Healthy Women, Healthy Families

Designing a contextually adapted group perinatal care model for young first-time parents in Bangladesh.
Management Sciences for Health
Bangladesh
2021–

Together with Management Sciences for Health (MSH) and local partners, we are co-designing a contextually adapted group perinatal care service delivery model to support married, first-time parents below the age of 24 in Gazipur, Bangladesh. Currently, too few pregnant women living in Gazipur’s informal settlements receive the minimum number of antenatal care (ANC) contacts recommended by the World Health Organisation, and many deliveries are neither attended by qualified professionals nor take place in health facilities.

Conventionally, perinatal care has been provided on a one-to-one basis. However, in recent years group care models have emerged as a promising approach to deliver care more effectively and efficiently during and after pregnancy. The group model helps increase the social support for pregnant women, building bonds between women and their care providers, as well as increasing counselling information and duration. Between 2016–2019, Scope collaborated with MSH to design and implement a group ANC model in Uganda, Kenya, and Guatemala, using human-centred design (HCD) methods to customise the curriculum to the local cultural context.

Building upon our previous work, we are partnering with BRAC in Bangladesh to work with young women and their families, health workers, local partners, and key community and systems actors to co-design a person-centred service model that bridges ANC to postnatal care (PNC) in a peri-urban informal settlement.

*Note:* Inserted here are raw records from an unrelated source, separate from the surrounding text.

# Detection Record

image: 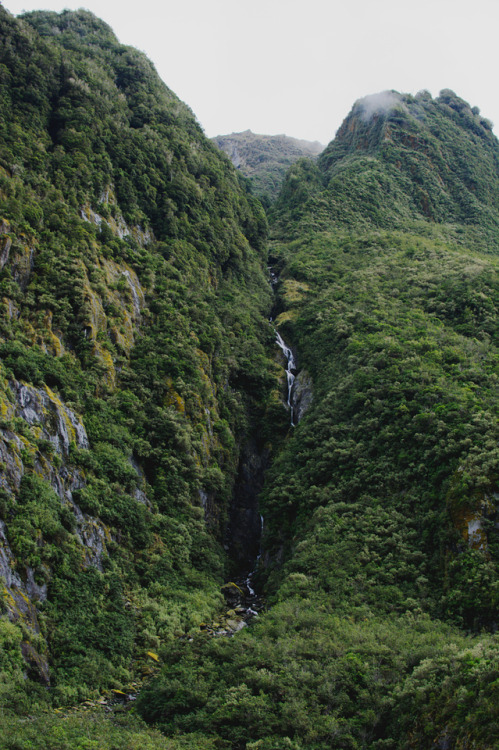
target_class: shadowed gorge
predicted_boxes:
[0,8,499,750]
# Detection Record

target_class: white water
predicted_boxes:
[245,513,263,596]
[275,331,296,427]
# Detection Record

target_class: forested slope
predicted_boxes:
[0,4,280,724]
[140,91,499,750]
[0,9,499,750]
[212,130,324,206]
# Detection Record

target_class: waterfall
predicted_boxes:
[275,331,296,427]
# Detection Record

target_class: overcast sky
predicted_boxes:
[3,0,499,144]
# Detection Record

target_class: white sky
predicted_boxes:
[3,0,499,144]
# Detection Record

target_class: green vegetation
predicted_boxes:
[0,9,499,750]
[212,130,324,208]
[139,92,499,750]
[0,1,277,716]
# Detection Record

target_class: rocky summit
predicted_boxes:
[0,8,499,750]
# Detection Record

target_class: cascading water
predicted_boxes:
[275,331,296,427]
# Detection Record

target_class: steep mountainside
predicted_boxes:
[0,8,499,750]
[212,130,324,206]
[140,91,499,750]
[0,9,285,720]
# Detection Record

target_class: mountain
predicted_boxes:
[0,8,499,750]
[139,91,499,750]
[213,130,324,206]
[0,2,285,724]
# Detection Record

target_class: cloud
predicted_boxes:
[355,91,402,122]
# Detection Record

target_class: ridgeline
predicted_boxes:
[0,8,499,750]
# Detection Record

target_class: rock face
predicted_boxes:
[213,130,324,200]
[291,370,313,423]
[0,380,110,683]
[226,440,269,574]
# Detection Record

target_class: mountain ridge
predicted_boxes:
[212,130,324,205]
[0,9,499,750]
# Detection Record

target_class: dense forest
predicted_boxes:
[212,130,324,208]
[0,8,499,750]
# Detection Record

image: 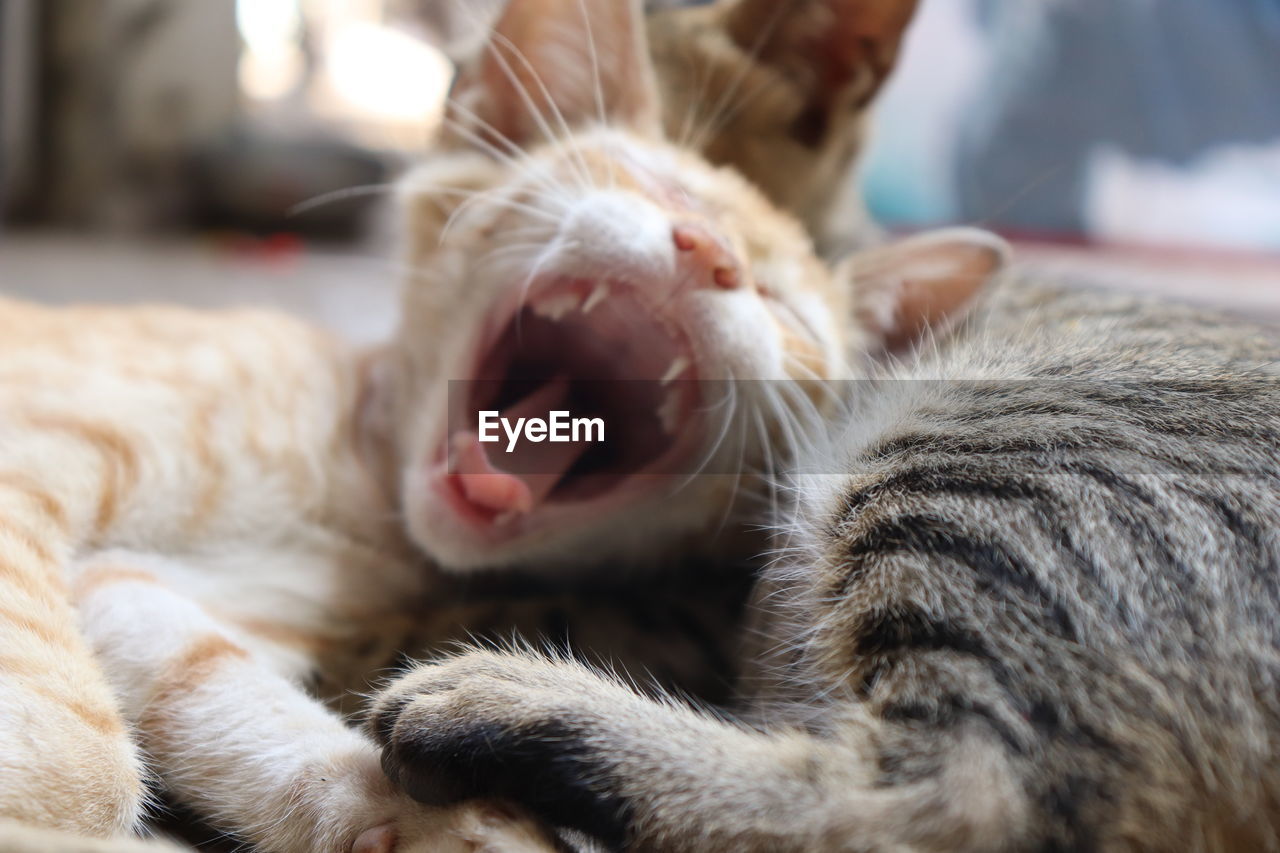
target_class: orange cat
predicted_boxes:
[0,0,1000,853]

The new model reflects women’s lived realities as well as provide experience and content that meets their needs. The process also involves husbands and other family members who often influence important care-seeking decisions during and after pregnancy. Based on our learning, we develop recommendations on how to adapt the group model to different contexts.

Human-centred design approach

As in our previous Group ANC work, Scope is using human-centred design to identify the needs and preferences of perinatal care clients and care providers. Using co-design methods, we have supported MSH to refine, iterate, and test initial concepts and prototypes of the group perinatal care model.

Throughout the design process, we have also been building our partners’ skills and knowledge in HCD mindsets and methods through our “learning-by-doing” approach. By institutionalising innovation in this way, partners are able to employ the same techniques in future programme designs to develop interventions that are both responsive to the local population’s needs and sustainable in the long term.

Expected outcomes

The project’s main outcome is the novel integrated and contextually adapted group perinatal care service delivery model for young first-time parents. The co-designed service model is currently being implemented by MSH and BRAC in two health facilities in the target area. The model’s impact and outcomes will be evaluated by the Population Council. Scope will work with BRAC and MSH at key moments in the project to use HCD-led methods to solve problems arising in the design of the model or its implementation.